Published online by Cambridge University Press: 27 April 2022
Science, belief and sociology
Summarizing the sociological study of science and religion a little over 10 years ago, John H. Evans and Michael S. Evans (2008: 88) wrote:
Although we know of no study of the comparative coherence of sociological research areas, we suspect that the field of religion and science is one of the muddiest in all of sociology. The conceptual source of this muddiness lies in the long-running academic assumption that religion and science always conflict and that they conflict over competing truth claims about the world. It is therefore hard for sociologists to analyze the relationship dispassionately because sociology itself was born as a scientific alternative to religion.
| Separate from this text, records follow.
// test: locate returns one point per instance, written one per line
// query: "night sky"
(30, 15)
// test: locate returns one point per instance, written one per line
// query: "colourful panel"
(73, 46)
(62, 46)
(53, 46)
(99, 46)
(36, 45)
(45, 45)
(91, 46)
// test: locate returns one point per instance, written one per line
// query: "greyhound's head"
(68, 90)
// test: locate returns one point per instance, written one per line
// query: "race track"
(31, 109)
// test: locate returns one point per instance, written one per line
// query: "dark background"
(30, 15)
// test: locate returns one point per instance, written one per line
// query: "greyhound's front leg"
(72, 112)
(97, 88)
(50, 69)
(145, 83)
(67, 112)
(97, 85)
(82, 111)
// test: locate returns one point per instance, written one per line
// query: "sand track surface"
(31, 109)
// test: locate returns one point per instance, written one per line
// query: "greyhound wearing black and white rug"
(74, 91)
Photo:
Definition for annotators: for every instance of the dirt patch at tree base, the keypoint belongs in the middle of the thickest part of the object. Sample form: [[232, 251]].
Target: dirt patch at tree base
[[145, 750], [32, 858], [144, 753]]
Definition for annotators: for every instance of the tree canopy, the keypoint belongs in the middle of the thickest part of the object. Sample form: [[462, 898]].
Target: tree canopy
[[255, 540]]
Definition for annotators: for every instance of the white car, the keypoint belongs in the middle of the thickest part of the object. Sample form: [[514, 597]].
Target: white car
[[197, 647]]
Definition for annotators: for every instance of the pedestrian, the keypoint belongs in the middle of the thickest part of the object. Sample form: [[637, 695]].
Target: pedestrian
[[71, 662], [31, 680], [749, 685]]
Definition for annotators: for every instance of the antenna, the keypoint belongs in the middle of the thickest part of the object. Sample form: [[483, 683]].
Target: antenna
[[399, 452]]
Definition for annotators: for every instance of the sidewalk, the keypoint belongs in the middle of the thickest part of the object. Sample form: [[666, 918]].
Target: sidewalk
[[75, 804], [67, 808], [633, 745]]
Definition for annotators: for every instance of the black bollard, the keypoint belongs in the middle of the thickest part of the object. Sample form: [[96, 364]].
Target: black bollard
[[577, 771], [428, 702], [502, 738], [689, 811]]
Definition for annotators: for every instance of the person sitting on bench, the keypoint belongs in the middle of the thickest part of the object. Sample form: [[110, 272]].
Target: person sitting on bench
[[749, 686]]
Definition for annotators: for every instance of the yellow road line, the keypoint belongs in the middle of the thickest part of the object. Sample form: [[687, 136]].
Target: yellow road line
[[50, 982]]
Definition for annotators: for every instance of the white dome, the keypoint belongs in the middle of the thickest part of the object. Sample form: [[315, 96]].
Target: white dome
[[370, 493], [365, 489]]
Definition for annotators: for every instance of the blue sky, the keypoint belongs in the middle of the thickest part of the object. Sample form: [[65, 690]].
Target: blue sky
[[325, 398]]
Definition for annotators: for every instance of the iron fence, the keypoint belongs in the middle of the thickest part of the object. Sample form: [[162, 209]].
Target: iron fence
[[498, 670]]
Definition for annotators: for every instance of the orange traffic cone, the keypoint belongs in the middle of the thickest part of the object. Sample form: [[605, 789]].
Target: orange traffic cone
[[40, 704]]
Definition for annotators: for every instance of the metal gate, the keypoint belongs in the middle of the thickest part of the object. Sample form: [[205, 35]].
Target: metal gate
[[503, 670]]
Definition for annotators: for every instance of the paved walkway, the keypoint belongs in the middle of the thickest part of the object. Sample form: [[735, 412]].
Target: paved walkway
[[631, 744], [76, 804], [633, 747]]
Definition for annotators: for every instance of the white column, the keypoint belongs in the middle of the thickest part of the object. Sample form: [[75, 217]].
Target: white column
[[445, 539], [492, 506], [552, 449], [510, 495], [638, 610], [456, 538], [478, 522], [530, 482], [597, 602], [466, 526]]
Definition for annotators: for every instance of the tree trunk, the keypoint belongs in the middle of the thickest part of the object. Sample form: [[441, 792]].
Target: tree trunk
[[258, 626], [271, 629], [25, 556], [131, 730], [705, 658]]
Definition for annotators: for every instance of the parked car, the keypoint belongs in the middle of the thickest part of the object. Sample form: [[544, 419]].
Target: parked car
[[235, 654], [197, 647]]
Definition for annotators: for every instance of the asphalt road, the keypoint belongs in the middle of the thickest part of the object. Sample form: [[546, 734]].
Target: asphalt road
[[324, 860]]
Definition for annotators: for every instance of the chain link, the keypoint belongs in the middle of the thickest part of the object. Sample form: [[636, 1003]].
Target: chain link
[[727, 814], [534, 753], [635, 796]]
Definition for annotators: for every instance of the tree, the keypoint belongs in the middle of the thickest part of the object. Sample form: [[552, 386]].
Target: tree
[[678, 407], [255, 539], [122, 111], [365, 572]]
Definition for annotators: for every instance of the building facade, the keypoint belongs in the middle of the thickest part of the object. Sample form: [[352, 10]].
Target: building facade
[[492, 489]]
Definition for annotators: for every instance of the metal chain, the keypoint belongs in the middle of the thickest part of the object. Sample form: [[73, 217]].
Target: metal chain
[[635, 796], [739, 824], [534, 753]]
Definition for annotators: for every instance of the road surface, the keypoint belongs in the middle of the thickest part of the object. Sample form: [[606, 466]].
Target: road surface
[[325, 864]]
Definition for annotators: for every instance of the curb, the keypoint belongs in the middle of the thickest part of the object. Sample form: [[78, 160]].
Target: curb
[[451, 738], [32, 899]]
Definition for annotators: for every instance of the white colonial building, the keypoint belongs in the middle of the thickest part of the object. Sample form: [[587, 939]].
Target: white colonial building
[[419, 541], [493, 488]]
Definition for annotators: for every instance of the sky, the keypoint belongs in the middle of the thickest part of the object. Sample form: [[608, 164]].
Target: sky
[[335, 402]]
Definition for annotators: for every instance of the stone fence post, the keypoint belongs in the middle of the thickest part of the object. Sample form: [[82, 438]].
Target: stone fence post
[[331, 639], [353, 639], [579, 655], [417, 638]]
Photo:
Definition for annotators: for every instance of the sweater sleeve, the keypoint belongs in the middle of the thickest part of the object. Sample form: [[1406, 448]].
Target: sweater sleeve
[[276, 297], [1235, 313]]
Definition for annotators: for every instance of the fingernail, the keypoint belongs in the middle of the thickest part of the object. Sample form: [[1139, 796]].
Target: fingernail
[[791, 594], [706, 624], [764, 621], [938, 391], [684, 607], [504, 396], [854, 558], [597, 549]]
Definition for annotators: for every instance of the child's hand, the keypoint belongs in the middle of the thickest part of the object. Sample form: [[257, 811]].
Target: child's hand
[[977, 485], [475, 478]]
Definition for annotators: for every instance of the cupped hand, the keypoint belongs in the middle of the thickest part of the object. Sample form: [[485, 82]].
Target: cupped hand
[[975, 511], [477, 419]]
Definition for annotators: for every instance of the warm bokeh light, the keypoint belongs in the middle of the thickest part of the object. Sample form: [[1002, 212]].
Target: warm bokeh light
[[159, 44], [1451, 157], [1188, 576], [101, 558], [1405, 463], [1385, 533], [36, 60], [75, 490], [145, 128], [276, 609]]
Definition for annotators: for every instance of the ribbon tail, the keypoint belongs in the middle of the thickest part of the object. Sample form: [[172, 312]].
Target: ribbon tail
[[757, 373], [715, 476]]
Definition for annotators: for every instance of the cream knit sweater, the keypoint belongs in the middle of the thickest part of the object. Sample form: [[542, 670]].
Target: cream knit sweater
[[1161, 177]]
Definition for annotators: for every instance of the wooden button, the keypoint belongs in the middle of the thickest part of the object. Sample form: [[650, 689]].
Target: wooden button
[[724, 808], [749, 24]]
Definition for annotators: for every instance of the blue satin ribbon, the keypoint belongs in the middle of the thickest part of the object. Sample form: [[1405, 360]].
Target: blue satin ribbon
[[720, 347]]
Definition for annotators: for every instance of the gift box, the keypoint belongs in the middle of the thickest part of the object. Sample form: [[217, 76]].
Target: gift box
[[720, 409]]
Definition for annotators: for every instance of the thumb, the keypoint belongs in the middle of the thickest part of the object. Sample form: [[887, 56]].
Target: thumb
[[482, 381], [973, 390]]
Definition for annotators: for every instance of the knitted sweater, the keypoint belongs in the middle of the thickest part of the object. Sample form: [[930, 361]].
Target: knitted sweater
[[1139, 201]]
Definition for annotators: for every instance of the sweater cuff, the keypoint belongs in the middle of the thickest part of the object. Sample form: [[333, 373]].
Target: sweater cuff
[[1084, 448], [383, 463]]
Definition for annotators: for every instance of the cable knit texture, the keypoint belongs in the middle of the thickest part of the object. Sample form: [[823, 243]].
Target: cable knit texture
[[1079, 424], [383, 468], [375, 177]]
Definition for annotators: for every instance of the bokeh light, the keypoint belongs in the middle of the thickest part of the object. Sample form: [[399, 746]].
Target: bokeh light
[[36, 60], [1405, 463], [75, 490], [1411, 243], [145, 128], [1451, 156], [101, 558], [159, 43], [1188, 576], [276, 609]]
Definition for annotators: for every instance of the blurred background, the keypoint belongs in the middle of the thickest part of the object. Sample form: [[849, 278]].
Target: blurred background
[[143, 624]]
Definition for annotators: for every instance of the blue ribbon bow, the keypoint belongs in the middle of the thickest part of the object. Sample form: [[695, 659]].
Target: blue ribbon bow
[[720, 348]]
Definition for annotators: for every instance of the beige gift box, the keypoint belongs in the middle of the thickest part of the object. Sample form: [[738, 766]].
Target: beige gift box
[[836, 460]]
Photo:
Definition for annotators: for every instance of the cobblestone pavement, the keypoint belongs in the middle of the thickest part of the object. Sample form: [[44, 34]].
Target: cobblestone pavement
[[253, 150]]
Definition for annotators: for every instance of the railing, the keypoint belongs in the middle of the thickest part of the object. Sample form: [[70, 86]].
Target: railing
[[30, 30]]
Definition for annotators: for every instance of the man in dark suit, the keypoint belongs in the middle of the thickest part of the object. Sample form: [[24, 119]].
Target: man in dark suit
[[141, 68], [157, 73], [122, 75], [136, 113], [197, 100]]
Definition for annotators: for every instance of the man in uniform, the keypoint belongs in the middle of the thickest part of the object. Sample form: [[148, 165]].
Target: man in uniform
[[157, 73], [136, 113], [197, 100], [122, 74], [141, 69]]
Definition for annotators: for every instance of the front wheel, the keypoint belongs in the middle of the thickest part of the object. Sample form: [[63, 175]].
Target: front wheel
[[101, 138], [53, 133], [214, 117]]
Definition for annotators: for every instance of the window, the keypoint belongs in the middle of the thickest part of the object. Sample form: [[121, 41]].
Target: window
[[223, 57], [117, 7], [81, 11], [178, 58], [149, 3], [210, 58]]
While, as we will see shortly, there have been notable developments since this was written, Evans and Evans's point still stands. Sociological exploration of questions to do with science and religion (or, as we prefer to phrase it, science and belief) is extremely limited and scattered across largely isolated sub-disciplines. Beyond the US (where most research has focused), it would be hard to even describe it as a ‘field of study’, so limited and disjointed has research been to date. This is surprising in many ways because science and religion has been an abiding subject of public debate for many decades in many parts of the world, and there are numerous ways in which it intersects with sociologists’ concerns. Religious voices play a prominent role in many conflicts over science, from stem cell research to, most famously, evolution. There has also been a trend towards religious groups – from evangelicals (Toumey, 1994) to Muslim revivalists (Unsworth, Chapter 12, this volume), to Hindu nationalists (Thomas, Chapter 6, this volume) – justifying their beliefs by making a claim on science (von Stuckrad, 2014). At the same time, science has been deeply entangled in debates about secularization; many non-religious people see science as central to their identity (Lee, Chapter 8, this volume), while humanist and secularist organizations have regularly characterized themselves as ‘fighting in the name of science’ (Kind, Chapter 9, this volume). Yet, this subject has been on the margins of sociology for many years.
It is hard to understand why this is without, as Evans and Evans say, taking into account the influence of what historians refer to as the ‘conflict thesis’.